In the U.S., Crow Holdings has attracted $3.7 billion for its U.S. value-add real estate strategy. Pennybacker Capital’s sixth U.S. value-add real estate fund, which closed at $1.6 billion, includes allocations from the Texas Permanent School Fund and New York State Teachers' Retirement System.

In Europe, Revelop’s Swedish value-add fund has drawn in more than SEK2.4bn ($231 million), while a value add real estate investment firm has been launched by three former Patrizia directors.

“Momentum has been building for capital to be deployed into value-add and opportunistic strategies,” says Tim Graham, Global Lead for International and Strategic Capital at JLL. “Investors have been focused on allocating capital to strategies that promise to deliver strong risk-adjusted returns, as return requirements have risen due to higher debt costs.”
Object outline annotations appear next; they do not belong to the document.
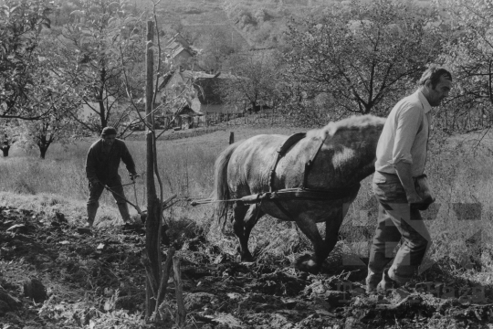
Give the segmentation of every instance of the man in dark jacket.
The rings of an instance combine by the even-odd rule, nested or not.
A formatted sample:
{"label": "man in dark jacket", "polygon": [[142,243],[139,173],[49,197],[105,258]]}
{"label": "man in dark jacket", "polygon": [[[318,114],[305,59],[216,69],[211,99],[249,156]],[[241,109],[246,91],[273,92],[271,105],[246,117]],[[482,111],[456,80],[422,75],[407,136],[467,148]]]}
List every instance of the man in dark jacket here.
{"label": "man in dark jacket", "polygon": [[127,145],[123,141],[116,139],[116,134],[115,128],[104,128],[101,139],[90,145],[86,159],[86,175],[89,182],[86,226],[89,228],[94,223],[104,186],[109,186],[111,190],[123,221],[131,221],[127,202],[124,200],[125,194],[121,186],[121,177],[118,175],[120,161],[121,160],[125,164],[131,180],[138,175]]}

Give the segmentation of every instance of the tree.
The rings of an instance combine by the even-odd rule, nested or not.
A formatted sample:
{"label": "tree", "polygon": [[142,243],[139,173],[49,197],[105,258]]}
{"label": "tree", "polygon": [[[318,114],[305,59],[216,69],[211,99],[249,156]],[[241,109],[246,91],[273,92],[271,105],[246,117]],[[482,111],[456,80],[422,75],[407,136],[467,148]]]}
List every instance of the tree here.
{"label": "tree", "polygon": [[349,9],[334,6],[320,18],[293,21],[284,80],[301,87],[309,100],[331,95],[336,118],[385,113],[388,100],[400,96],[439,54],[432,19],[414,10],[392,0],[353,1]]}
{"label": "tree", "polygon": [[196,47],[202,51],[198,56],[198,65],[204,69],[218,71],[223,62],[237,52],[241,45],[233,38],[233,30],[225,29],[225,26],[216,26],[205,34],[195,36]]}
{"label": "tree", "polygon": [[129,75],[131,97],[142,95],[143,29],[134,11],[124,0],[82,0],[71,13],[73,21],[60,30],[66,83],[92,114],[79,109],[72,118],[87,131],[99,133],[121,122],[129,105],[123,67],[134,73]]}
{"label": "tree", "polygon": [[32,73],[38,62],[43,27],[49,27],[47,0],[5,0],[0,10],[0,118],[34,120],[40,101],[33,98]]}
{"label": "tree", "polygon": [[0,119],[0,150],[4,157],[8,156],[10,148],[18,140],[19,129],[16,122],[13,119]]}
{"label": "tree", "polygon": [[231,71],[229,75],[221,74],[228,79],[217,86],[224,102],[243,103],[246,110],[258,111],[261,105],[272,104],[277,98],[278,63],[273,56],[236,54],[229,57],[224,67]]}
{"label": "tree", "polygon": [[447,132],[491,127],[493,123],[493,2],[447,0],[443,22],[450,34],[442,60],[455,78],[448,111],[437,119]]}

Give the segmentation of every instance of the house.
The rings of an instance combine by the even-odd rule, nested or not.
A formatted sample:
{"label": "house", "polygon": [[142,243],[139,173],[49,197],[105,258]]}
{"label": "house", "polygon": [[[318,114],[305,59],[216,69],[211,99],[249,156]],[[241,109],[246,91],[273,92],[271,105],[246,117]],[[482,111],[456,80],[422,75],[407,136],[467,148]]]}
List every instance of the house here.
{"label": "house", "polygon": [[[178,69],[163,77],[159,82],[156,102],[166,101],[168,111],[176,113],[185,105],[197,114],[205,113],[243,113],[243,106],[223,103],[219,95],[222,83],[233,79],[242,79],[227,73],[209,74],[203,71]],[[159,101],[158,101],[159,100]],[[179,100],[186,102],[172,106]]]}
{"label": "house", "polygon": [[193,48],[179,33],[175,34],[164,46],[166,60],[170,65],[190,67],[194,63],[198,50]]}

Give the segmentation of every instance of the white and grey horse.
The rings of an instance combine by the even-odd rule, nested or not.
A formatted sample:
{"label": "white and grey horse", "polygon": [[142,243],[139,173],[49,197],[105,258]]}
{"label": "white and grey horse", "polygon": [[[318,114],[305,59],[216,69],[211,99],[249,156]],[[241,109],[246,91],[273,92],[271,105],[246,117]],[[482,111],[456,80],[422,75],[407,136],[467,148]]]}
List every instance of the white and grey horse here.
{"label": "white and grey horse", "polygon": [[[288,145],[278,161],[278,148],[288,140],[286,135],[257,135],[224,150],[215,161],[213,200],[216,201],[215,211],[222,226],[226,221],[228,207],[233,205],[234,230],[239,239],[242,260],[253,260],[248,250],[250,232],[257,220],[268,214],[296,222],[314,249],[314,255],[299,258],[297,267],[319,271],[337,242],[341,224],[356,198],[360,182],[374,172],[376,145],[384,122],[385,119],[372,115],[330,122]],[[356,186],[357,188],[349,188]],[[255,204],[221,201],[301,186],[321,191],[321,197],[264,199]],[[332,196],[325,198],[323,196],[328,193]],[[316,225],[320,222],[326,223],[325,239]]]}

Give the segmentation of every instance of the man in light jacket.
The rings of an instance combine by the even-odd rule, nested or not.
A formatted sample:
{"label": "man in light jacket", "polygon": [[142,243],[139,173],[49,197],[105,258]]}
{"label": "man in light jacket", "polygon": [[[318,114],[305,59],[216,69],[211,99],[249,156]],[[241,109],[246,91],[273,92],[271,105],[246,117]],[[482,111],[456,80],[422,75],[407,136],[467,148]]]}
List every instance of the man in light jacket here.
{"label": "man in light jacket", "polygon": [[[366,278],[369,292],[407,282],[431,244],[419,212],[430,201],[418,195],[415,183],[426,163],[430,111],[448,96],[452,75],[432,66],[423,73],[418,85],[414,94],[391,111],[377,145],[372,188],[380,204]],[[401,239],[390,269],[384,270]]]}

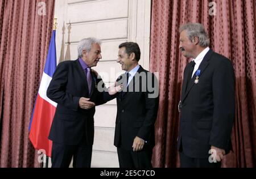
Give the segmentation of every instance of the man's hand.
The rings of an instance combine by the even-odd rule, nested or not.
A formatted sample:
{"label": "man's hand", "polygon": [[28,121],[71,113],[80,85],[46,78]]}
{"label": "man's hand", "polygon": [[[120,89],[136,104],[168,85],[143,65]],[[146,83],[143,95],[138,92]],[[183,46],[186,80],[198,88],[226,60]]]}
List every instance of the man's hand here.
{"label": "man's hand", "polygon": [[223,160],[224,156],[225,155],[225,150],[216,147],[212,146],[210,149],[213,149],[216,151],[216,160],[217,161],[221,161]]}
{"label": "man's hand", "polygon": [[117,82],[115,82],[114,84],[109,87],[108,90],[109,90],[109,94],[110,95],[114,95],[117,92],[118,92],[121,90],[122,90],[122,88],[123,87],[123,85],[120,84],[119,86],[117,86],[117,84],[118,84],[118,83]]}
{"label": "man's hand", "polygon": [[84,97],[80,97],[79,99],[79,106],[84,109],[89,109],[95,106],[95,103],[89,101],[90,99]]}
{"label": "man's hand", "polygon": [[143,139],[140,138],[138,136],[136,136],[133,140],[133,151],[136,152],[142,150],[143,148],[144,143],[145,141]]}

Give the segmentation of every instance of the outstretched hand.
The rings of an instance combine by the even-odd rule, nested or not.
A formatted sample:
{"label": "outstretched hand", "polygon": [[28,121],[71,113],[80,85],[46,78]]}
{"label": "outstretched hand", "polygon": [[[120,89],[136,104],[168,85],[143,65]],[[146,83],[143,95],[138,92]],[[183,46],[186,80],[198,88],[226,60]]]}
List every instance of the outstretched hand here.
{"label": "outstretched hand", "polygon": [[95,106],[95,103],[89,101],[90,99],[84,97],[79,99],[79,106],[84,109],[89,109]]}
{"label": "outstretched hand", "polygon": [[115,84],[110,86],[108,88],[109,91],[109,94],[110,95],[114,95],[118,91],[121,91],[122,90],[122,88],[123,87],[123,84],[120,84],[119,86],[117,86],[118,83],[117,82],[115,82]]}

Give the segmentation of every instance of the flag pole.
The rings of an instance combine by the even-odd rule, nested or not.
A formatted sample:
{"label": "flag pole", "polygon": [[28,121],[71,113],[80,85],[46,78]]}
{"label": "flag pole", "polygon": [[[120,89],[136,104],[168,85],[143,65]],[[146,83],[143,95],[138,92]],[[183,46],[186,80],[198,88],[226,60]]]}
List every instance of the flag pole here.
{"label": "flag pole", "polygon": [[[53,20],[53,31],[56,31],[56,28],[57,28],[57,18],[54,18]],[[46,155],[46,168],[48,168],[48,164],[49,164],[49,157]]]}

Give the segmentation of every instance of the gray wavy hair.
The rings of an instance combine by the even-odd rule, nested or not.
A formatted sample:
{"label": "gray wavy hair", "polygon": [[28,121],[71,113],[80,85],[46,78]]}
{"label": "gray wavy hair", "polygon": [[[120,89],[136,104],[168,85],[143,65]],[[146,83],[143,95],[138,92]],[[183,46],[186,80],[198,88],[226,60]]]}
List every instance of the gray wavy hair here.
{"label": "gray wavy hair", "polygon": [[93,44],[101,44],[101,41],[94,37],[89,37],[83,39],[79,42],[77,45],[78,58],[82,57],[82,50],[85,50],[90,52]]}
{"label": "gray wavy hair", "polygon": [[191,41],[193,37],[196,36],[198,37],[201,46],[207,47],[210,44],[210,40],[201,24],[188,23],[183,24],[179,29],[179,32],[181,33],[184,30],[187,31],[188,37]]}

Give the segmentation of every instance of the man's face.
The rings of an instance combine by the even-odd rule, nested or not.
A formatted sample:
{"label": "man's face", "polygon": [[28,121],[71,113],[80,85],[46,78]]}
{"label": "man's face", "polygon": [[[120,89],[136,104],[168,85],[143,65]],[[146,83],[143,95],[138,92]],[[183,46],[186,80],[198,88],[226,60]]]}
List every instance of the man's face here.
{"label": "man's face", "polygon": [[180,35],[180,44],[179,48],[181,50],[181,54],[187,58],[195,58],[195,53],[196,45],[188,39],[187,31],[184,30]]}
{"label": "man's face", "polygon": [[117,62],[121,65],[122,70],[130,71],[133,69],[134,62],[130,57],[131,57],[131,54],[130,57],[128,56],[125,51],[125,47],[123,46],[119,49]]}
{"label": "man's face", "polygon": [[84,50],[83,52],[84,55],[86,57],[85,62],[89,67],[96,66],[100,59],[102,58],[101,54],[101,46],[98,44],[92,44],[90,52]]}

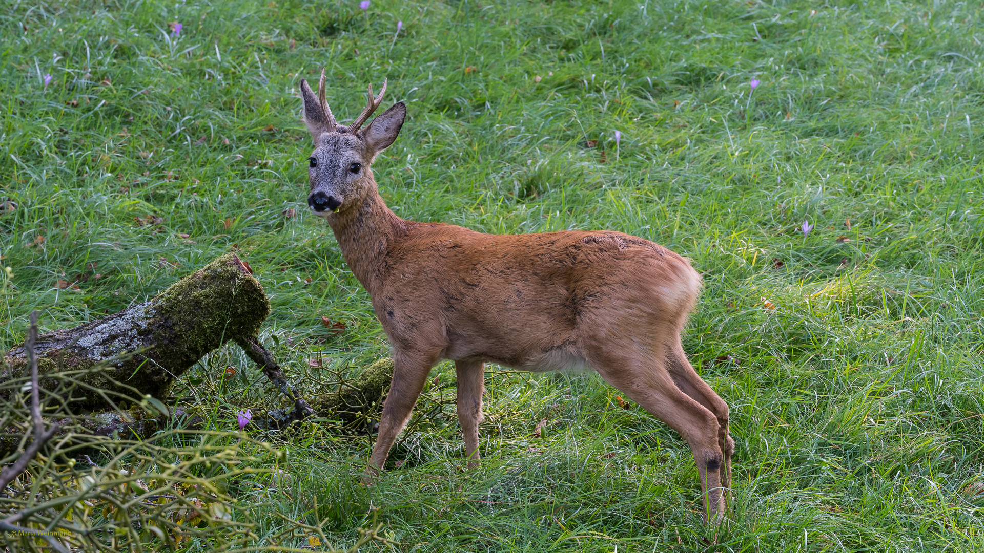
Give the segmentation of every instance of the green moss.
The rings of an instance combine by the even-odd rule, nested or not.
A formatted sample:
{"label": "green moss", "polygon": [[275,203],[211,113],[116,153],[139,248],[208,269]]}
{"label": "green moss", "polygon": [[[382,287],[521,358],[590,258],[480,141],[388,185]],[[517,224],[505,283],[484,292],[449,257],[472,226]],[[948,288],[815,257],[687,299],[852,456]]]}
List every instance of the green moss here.
{"label": "green moss", "polygon": [[311,404],[322,416],[345,422],[364,420],[382,405],[393,382],[393,359],[384,357],[362,370],[340,393],[314,398]]}

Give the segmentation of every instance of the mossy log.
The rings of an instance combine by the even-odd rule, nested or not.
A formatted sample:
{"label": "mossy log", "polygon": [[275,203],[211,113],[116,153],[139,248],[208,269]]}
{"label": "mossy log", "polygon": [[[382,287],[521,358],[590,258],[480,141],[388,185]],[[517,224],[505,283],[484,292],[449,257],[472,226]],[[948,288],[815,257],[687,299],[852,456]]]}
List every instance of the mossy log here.
{"label": "mossy log", "polygon": [[[390,390],[392,380],[393,359],[380,359],[363,369],[354,379],[344,383],[338,392],[309,398],[311,408],[321,418],[341,421],[346,427],[358,427],[360,421],[371,422],[372,416],[382,408],[382,400]],[[254,417],[249,427],[277,429],[304,418],[297,416],[296,407],[289,413],[286,409],[274,409],[269,414],[267,418]],[[196,409],[185,405],[171,408],[166,415],[149,413],[134,405],[124,411],[95,412],[85,418],[45,419],[45,422],[49,425],[58,424],[63,428],[56,435],[64,434],[67,431],[65,428],[75,424],[74,432],[142,440],[165,428],[198,430],[202,428],[205,419]],[[82,429],[78,426],[82,426]],[[20,444],[21,439],[16,431],[0,436],[0,457],[16,451]]]}
{"label": "mossy log", "polygon": [[[56,386],[54,378],[44,375],[78,375],[82,386],[65,399],[72,410],[113,407],[120,397],[164,399],[174,379],[232,339],[283,394],[295,399],[257,338],[270,315],[270,300],[252,273],[235,254],[225,254],[140,305],[37,337],[41,388]],[[103,368],[85,372],[95,367]],[[22,344],[4,354],[0,382],[23,378],[30,370]],[[134,398],[135,391],[140,397]],[[312,412],[299,399],[296,409],[299,418]]]}

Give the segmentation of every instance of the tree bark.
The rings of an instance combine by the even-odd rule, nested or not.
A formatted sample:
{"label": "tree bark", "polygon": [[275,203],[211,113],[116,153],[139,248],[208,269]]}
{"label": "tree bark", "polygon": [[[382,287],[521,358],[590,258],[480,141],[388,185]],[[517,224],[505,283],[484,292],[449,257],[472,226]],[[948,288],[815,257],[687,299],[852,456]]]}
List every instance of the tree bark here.
{"label": "tree bark", "polygon": [[[295,399],[273,355],[257,338],[270,315],[270,300],[252,273],[235,254],[225,254],[140,305],[37,337],[41,387],[56,387],[55,379],[45,375],[73,372],[81,386],[65,400],[74,412],[113,408],[121,397],[141,400],[150,395],[161,399],[174,379],[233,339],[281,392]],[[0,382],[24,378],[30,370],[22,344],[4,354]],[[312,412],[302,403],[299,399],[296,405],[298,415]]]}

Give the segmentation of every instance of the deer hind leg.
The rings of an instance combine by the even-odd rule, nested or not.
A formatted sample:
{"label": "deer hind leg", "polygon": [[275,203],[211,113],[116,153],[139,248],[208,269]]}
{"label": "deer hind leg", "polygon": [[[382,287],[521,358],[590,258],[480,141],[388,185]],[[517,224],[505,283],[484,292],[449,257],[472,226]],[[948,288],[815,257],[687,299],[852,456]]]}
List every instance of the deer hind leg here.
{"label": "deer hind leg", "polygon": [[714,393],[687,359],[680,340],[675,340],[669,347],[667,367],[670,377],[684,394],[693,398],[698,403],[710,409],[717,417],[717,443],[724,454],[721,464],[721,486],[731,488],[731,456],[734,455],[735,442],[728,432],[728,404]]}
{"label": "deer hind leg", "polygon": [[725,505],[721,493],[723,454],[717,440],[717,417],[674,385],[663,359],[642,353],[629,354],[631,349],[631,346],[622,348],[612,344],[603,358],[589,360],[606,382],[687,441],[701,474],[705,508],[711,518],[719,519]]}
{"label": "deer hind leg", "polygon": [[424,382],[434,366],[437,355],[421,355],[397,350],[393,355],[393,383],[390,393],[386,396],[383,414],[379,419],[379,434],[376,435],[376,445],[372,450],[372,458],[366,467],[366,474],[375,476],[386,463],[390,456],[390,448],[403,429],[406,420],[410,418]]}
{"label": "deer hind leg", "polygon": [[478,466],[478,423],[482,420],[482,394],[485,392],[485,364],[481,361],[455,361],[458,373],[458,423],[464,435],[468,468]]}

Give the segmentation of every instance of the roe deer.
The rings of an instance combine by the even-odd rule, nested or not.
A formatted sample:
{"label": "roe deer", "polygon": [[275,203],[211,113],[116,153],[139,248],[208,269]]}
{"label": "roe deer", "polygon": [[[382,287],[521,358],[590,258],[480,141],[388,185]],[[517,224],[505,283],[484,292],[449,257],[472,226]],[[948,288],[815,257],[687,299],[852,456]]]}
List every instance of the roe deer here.
{"label": "roe deer", "polygon": [[492,235],[403,220],[380,198],[370,164],[397,139],[397,102],[348,125],[301,81],[314,139],[308,205],[324,217],[372,298],[396,365],[367,473],[384,466],[431,368],[452,359],[468,467],[478,464],[484,363],[527,371],[590,367],[690,445],[708,514],[724,511],[734,442],[728,405],[680,342],[701,276],[680,255],[612,230]]}

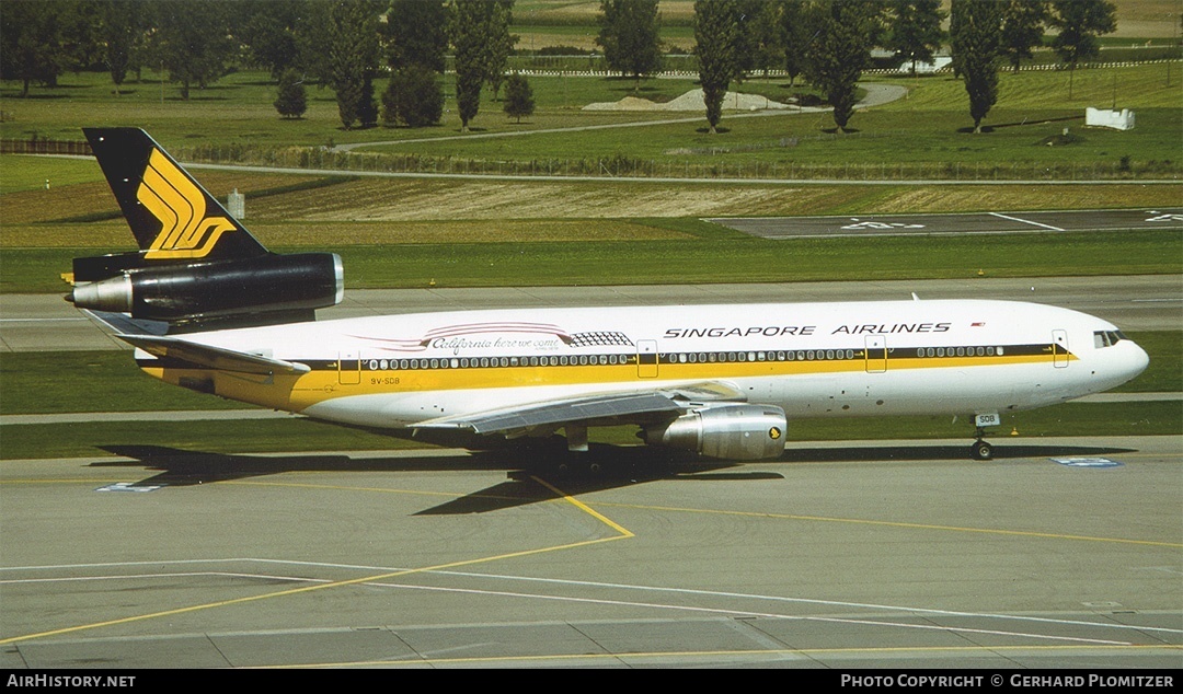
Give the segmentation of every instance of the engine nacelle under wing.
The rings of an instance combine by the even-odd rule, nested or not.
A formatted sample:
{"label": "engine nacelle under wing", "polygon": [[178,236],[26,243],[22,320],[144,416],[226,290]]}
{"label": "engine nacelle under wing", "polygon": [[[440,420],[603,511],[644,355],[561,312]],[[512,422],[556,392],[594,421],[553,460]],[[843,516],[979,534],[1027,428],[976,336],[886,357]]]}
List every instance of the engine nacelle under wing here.
{"label": "engine nacelle under wing", "polygon": [[645,442],[724,460],[767,460],[784,453],[788,420],[772,406],[725,404],[646,428]]}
Value-add approaches accounted for 56% of preferences stated in the annual ANREV/ INREV/PREA Investment Intentions Survey. And with value-add strategies often encompassing sustainability efforts, a penchant among institutional investors for value-add was noticed by the Global Real Estate Sustainability Benchmark (GRESB). The survey saw a significant surge in the participation of value-add funds in its real estate assessment, tripling between 2019 and 2023 to 537.